How do I demand respect w/o pushing men away? Men try to be players but tell me they not.

I don’t like wandering eyes, too many female friends, phones on silent and face down, not being present in the room when we spend time together, etc..
Asked by Hope
Answered
11/10/2022

Hello Hope, 

Building respect is a crucial part of any relationship and it can also be a process that not a lot of people talk about. I am glad you are considering this question as you approach potential relationships. A healthy and happy relationship exists with trust and respect. 

There is the respect that considers the other person's feelings thoughts and desires on the basis of being human beings just like you and I. The other respect is the one that we learn from others that also comes from a deep admiration for who they are and what they do. 

Some of the ways in which you can command respect and not push others away is to say what you mean and mean what you say. Be honest and consistent with your words and your behavior. Our words carry meaning and when you set boundaries and stick to them that sends a clear message to significant others. Having our own opinions and staying open minded also is a key component this way you can make your own judgements and assessments of what is being said in addition to how they are showing up for you. If you have a sense that they are not being honest or truthful it may be good to ask yourself why.

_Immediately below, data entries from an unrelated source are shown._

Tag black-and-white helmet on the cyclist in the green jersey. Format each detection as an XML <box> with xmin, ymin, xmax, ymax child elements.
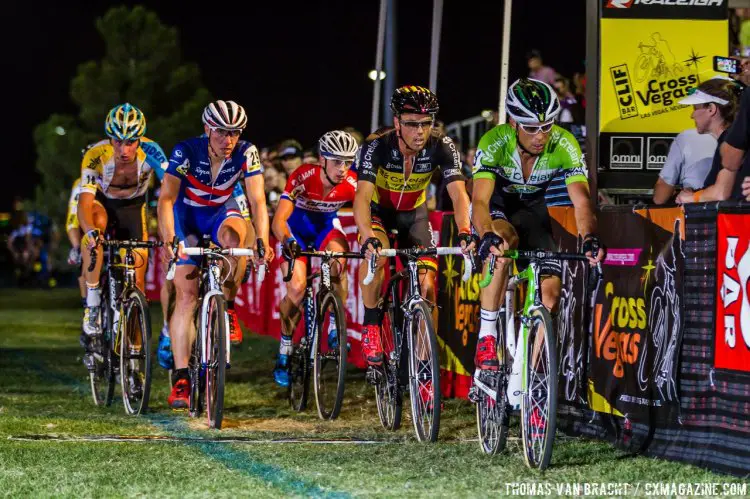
<box><xmin>505</xmin><ymin>78</ymin><xmax>562</xmax><ymax>125</ymax></box>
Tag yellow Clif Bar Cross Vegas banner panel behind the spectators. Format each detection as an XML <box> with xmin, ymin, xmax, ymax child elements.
<box><xmin>599</xmin><ymin>0</ymin><xmax>728</xmax><ymax>171</ymax></box>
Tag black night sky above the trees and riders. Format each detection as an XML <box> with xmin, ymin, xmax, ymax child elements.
<box><xmin>0</xmin><ymin>0</ymin><xmax>585</xmax><ymax>211</ymax></box>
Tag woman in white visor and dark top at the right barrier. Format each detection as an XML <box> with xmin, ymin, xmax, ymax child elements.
<box><xmin>677</xmin><ymin>78</ymin><xmax>750</xmax><ymax>204</ymax></box>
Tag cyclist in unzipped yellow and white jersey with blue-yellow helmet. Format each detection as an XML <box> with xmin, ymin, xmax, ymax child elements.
<box><xmin>78</xmin><ymin>103</ymin><xmax>167</xmax><ymax>358</ymax></box>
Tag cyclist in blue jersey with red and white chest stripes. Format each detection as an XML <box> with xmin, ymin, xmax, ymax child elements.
<box><xmin>158</xmin><ymin>100</ymin><xmax>273</xmax><ymax>408</ymax></box>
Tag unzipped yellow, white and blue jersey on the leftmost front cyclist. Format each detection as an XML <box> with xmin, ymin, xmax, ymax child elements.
<box><xmin>81</xmin><ymin>137</ymin><xmax>167</xmax><ymax>199</ymax></box>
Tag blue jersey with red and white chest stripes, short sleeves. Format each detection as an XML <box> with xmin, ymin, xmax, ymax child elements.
<box><xmin>167</xmin><ymin>136</ymin><xmax>263</xmax><ymax>208</ymax></box>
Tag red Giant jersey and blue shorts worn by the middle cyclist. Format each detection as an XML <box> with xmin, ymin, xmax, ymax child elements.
<box><xmin>281</xmin><ymin>164</ymin><xmax>357</xmax><ymax>254</ymax></box>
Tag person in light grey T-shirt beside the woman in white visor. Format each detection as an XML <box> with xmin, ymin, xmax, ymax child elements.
<box><xmin>654</xmin><ymin>131</ymin><xmax>717</xmax><ymax>204</ymax></box>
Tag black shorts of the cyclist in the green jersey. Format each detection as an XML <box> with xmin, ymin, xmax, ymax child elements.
<box><xmin>476</xmin><ymin>197</ymin><xmax>562</xmax><ymax>278</ymax></box>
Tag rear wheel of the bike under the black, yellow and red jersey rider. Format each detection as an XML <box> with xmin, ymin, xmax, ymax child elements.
<box><xmin>375</xmin><ymin>281</ymin><xmax>404</xmax><ymax>431</ymax></box>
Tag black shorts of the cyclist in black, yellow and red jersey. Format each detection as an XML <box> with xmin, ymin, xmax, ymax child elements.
<box><xmin>372</xmin><ymin>203</ymin><xmax>437</xmax><ymax>272</ymax></box>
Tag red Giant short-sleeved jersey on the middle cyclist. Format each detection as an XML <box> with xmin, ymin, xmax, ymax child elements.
<box><xmin>281</xmin><ymin>164</ymin><xmax>357</xmax><ymax>214</ymax></box>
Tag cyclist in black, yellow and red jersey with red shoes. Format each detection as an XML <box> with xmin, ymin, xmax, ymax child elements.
<box><xmin>354</xmin><ymin>85</ymin><xmax>473</xmax><ymax>365</ymax></box>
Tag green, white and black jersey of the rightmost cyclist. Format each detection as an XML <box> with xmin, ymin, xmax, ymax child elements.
<box><xmin>473</xmin><ymin>124</ymin><xmax>587</xmax><ymax>211</ymax></box>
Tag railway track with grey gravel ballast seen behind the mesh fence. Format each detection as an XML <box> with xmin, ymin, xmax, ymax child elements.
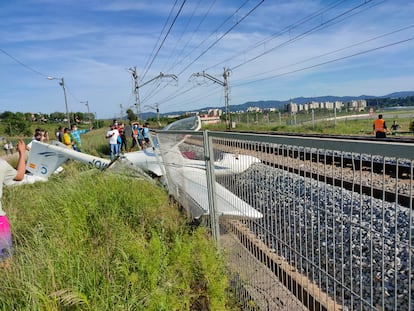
<box><xmin>175</xmin><ymin>131</ymin><xmax>414</xmax><ymax>310</ymax></box>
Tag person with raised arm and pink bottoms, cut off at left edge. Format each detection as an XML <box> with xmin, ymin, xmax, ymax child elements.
<box><xmin>0</xmin><ymin>139</ymin><xmax>26</xmax><ymax>267</ymax></box>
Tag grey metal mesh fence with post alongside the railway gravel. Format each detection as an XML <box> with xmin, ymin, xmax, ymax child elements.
<box><xmin>158</xmin><ymin>132</ymin><xmax>414</xmax><ymax>310</ymax></box>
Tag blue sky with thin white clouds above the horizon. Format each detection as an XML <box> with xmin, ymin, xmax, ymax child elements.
<box><xmin>0</xmin><ymin>0</ymin><xmax>414</xmax><ymax>118</ymax></box>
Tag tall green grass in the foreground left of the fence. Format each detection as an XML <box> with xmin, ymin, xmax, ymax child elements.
<box><xmin>0</xmin><ymin>163</ymin><xmax>233</xmax><ymax>310</ymax></box>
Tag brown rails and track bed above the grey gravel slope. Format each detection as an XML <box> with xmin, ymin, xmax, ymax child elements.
<box><xmin>187</xmin><ymin>132</ymin><xmax>414</xmax><ymax>208</ymax></box>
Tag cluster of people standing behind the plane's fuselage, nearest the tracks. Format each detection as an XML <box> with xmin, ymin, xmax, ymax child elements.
<box><xmin>105</xmin><ymin>120</ymin><xmax>150</xmax><ymax>160</ymax></box>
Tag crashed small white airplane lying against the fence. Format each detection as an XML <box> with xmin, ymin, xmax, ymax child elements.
<box><xmin>26</xmin><ymin>117</ymin><xmax>263</xmax><ymax>219</ymax></box>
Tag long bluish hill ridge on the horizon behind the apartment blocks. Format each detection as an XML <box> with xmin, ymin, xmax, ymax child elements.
<box><xmin>142</xmin><ymin>91</ymin><xmax>414</xmax><ymax>119</ymax></box>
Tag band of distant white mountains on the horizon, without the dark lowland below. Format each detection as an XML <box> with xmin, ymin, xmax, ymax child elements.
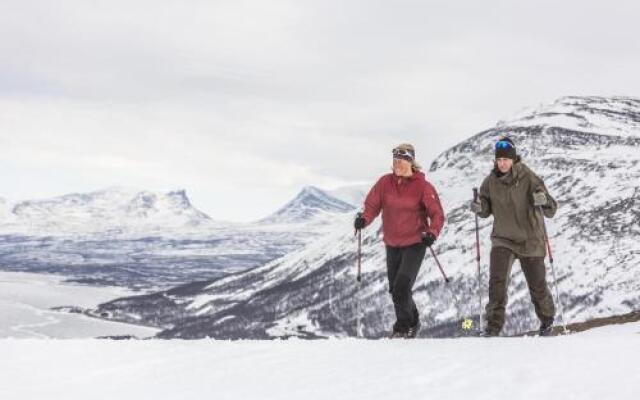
<box><xmin>0</xmin><ymin>186</ymin><xmax>364</xmax><ymax>237</ymax></box>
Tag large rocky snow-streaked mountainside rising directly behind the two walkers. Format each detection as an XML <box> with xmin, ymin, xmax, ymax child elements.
<box><xmin>92</xmin><ymin>97</ymin><xmax>640</xmax><ymax>338</ymax></box>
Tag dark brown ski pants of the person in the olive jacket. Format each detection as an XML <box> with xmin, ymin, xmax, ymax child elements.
<box><xmin>486</xmin><ymin>247</ymin><xmax>556</xmax><ymax>334</ymax></box>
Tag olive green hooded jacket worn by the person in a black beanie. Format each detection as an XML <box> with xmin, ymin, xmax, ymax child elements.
<box><xmin>478</xmin><ymin>159</ymin><xmax>558</xmax><ymax>257</ymax></box>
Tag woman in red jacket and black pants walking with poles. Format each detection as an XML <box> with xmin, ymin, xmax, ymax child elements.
<box><xmin>354</xmin><ymin>144</ymin><xmax>444</xmax><ymax>338</ymax></box>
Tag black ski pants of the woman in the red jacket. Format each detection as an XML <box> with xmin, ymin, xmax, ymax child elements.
<box><xmin>387</xmin><ymin>243</ymin><xmax>427</xmax><ymax>332</ymax></box>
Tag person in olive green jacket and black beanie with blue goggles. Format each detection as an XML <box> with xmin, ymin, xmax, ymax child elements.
<box><xmin>471</xmin><ymin>137</ymin><xmax>558</xmax><ymax>336</ymax></box>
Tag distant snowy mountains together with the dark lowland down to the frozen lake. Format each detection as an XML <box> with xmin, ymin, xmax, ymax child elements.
<box><xmin>0</xmin><ymin>183</ymin><xmax>355</xmax><ymax>290</ymax></box>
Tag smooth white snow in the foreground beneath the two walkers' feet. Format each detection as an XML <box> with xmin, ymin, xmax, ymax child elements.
<box><xmin>0</xmin><ymin>323</ymin><xmax>640</xmax><ymax>400</ymax></box>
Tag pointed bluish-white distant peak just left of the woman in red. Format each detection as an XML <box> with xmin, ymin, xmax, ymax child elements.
<box><xmin>260</xmin><ymin>186</ymin><xmax>355</xmax><ymax>224</ymax></box>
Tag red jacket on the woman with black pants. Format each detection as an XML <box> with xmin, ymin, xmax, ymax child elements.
<box><xmin>363</xmin><ymin>172</ymin><xmax>444</xmax><ymax>247</ymax></box>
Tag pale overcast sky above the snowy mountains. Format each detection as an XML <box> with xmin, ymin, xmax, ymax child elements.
<box><xmin>0</xmin><ymin>0</ymin><xmax>640</xmax><ymax>221</ymax></box>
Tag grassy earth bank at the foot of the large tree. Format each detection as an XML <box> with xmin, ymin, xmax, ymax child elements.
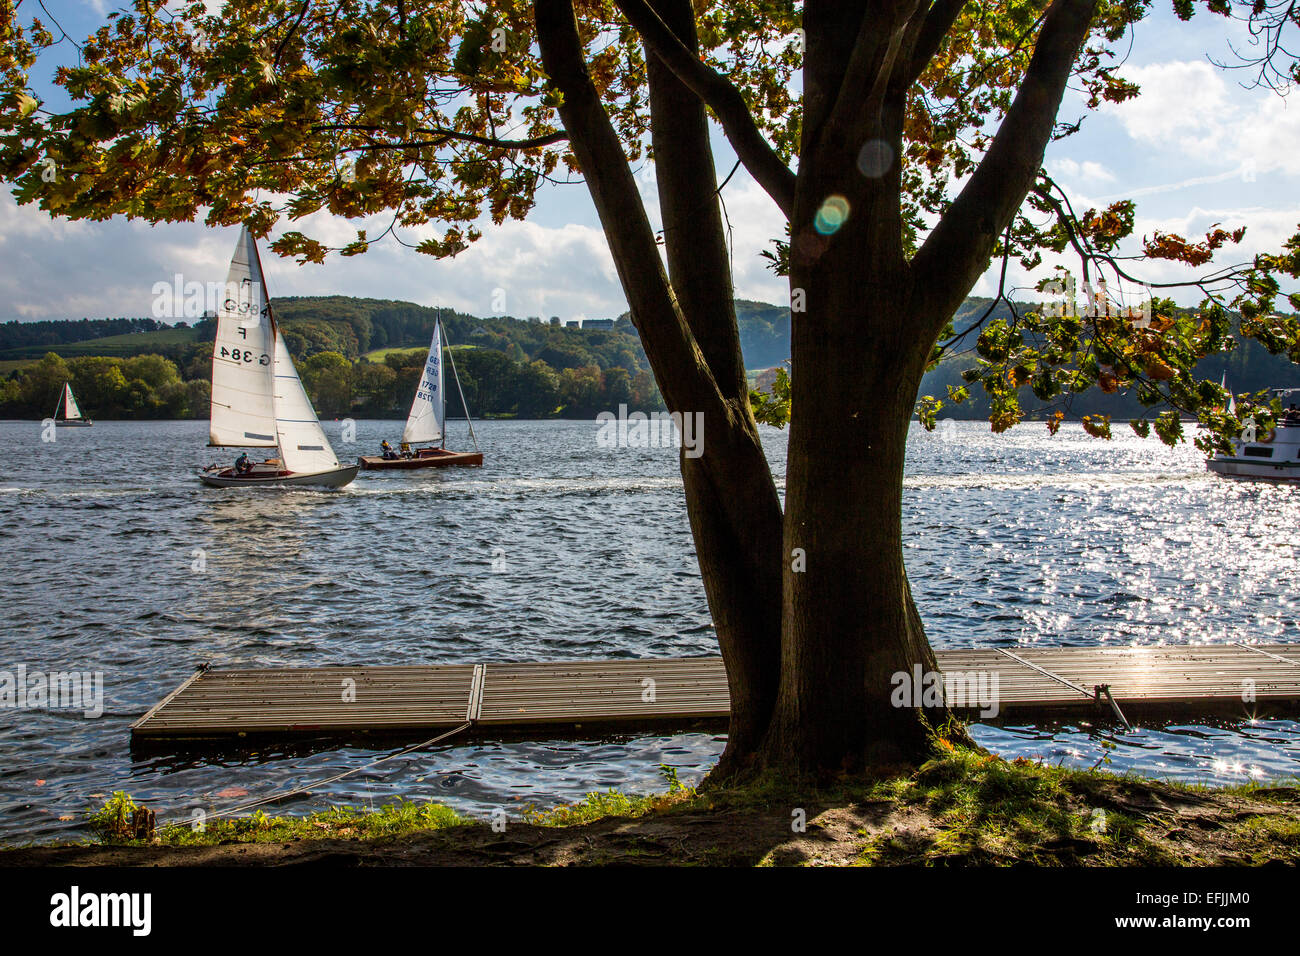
<box><xmin>0</xmin><ymin>749</ymin><xmax>1300</xmax><ymax>866</ymax></box>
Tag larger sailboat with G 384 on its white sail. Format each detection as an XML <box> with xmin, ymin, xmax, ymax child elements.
<box><xmin>199</xmin><ymin>226</ymin><xmax>358</xmax><ymax>488</ymax></box>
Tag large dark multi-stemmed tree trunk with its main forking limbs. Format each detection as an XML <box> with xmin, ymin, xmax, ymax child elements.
<box><xmin>534</xmin><ymin>0</ymin><xmax>1097</xmax><ymax>778</ymax></box>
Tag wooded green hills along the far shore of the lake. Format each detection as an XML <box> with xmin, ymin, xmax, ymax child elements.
<box><xmin>0</xmin><ymin>295</ymin><xmax>1300</xmax><ymax>419</ymax></box>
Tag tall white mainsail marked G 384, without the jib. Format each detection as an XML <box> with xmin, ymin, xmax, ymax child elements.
<box><xmin>208</xmin><ymin>226</ymin><xmax>276</xmax><ymax>447</ymax></box>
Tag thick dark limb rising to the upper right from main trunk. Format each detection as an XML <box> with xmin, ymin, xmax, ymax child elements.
<box><xmin>913</xmin><ymin>0</ymin><xmax>1097</xmax><ymax>324</ymax></box>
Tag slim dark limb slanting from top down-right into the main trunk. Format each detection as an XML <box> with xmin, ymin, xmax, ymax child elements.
<box><xmin>615</xmin><ymin>0</ymin><xmax>794</xmax><ymax>219</ymax></box>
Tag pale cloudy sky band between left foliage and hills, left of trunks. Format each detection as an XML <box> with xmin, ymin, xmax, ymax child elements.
<box><xmin>0</xmin><ymin>193</ymin><xmax>627</xmax><ymax>320</ymax></box>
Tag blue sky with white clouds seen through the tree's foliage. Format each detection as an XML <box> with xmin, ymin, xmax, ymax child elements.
<box><xmin>0</xmin><ymin>0</ymin><xmax>1300</xmax><ymax>321</ymax></box>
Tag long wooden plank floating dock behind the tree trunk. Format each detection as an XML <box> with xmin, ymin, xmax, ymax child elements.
<box><xmin>131</xmin><ymin>644</ymin><xmax>1300</xmax><ymax>741</ymax></box>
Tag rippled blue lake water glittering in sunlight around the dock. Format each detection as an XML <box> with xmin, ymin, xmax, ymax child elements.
<box><xmin>0</xmin><ymin>421</ymin><xmax>1300</xmax><ymax>840</ymax></box>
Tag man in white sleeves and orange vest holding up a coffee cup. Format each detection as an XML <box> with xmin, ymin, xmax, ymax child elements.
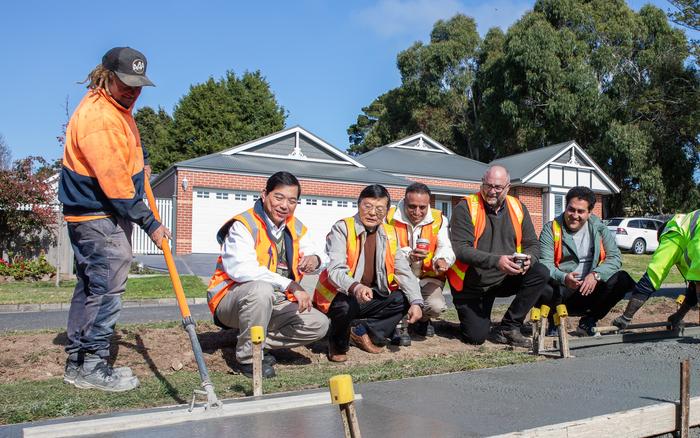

It will be important to consider what specific situations or outcomes has made you feel as though men you talk with are players and say they are not. If their behaviors are not aligned with what you expect in a relationship such as being present, not having wandering eyes, phone face down etc. it's okay to name that in a respectful way. 

Although in the end, it all comes down to how others respond to who you are and how you show up. We have no control over how others will respond to our values or boundaries. However by being specific in what you are looking for and what you need in a relationship is a good way to set a boundary and can be done in gentle way that does not push others away.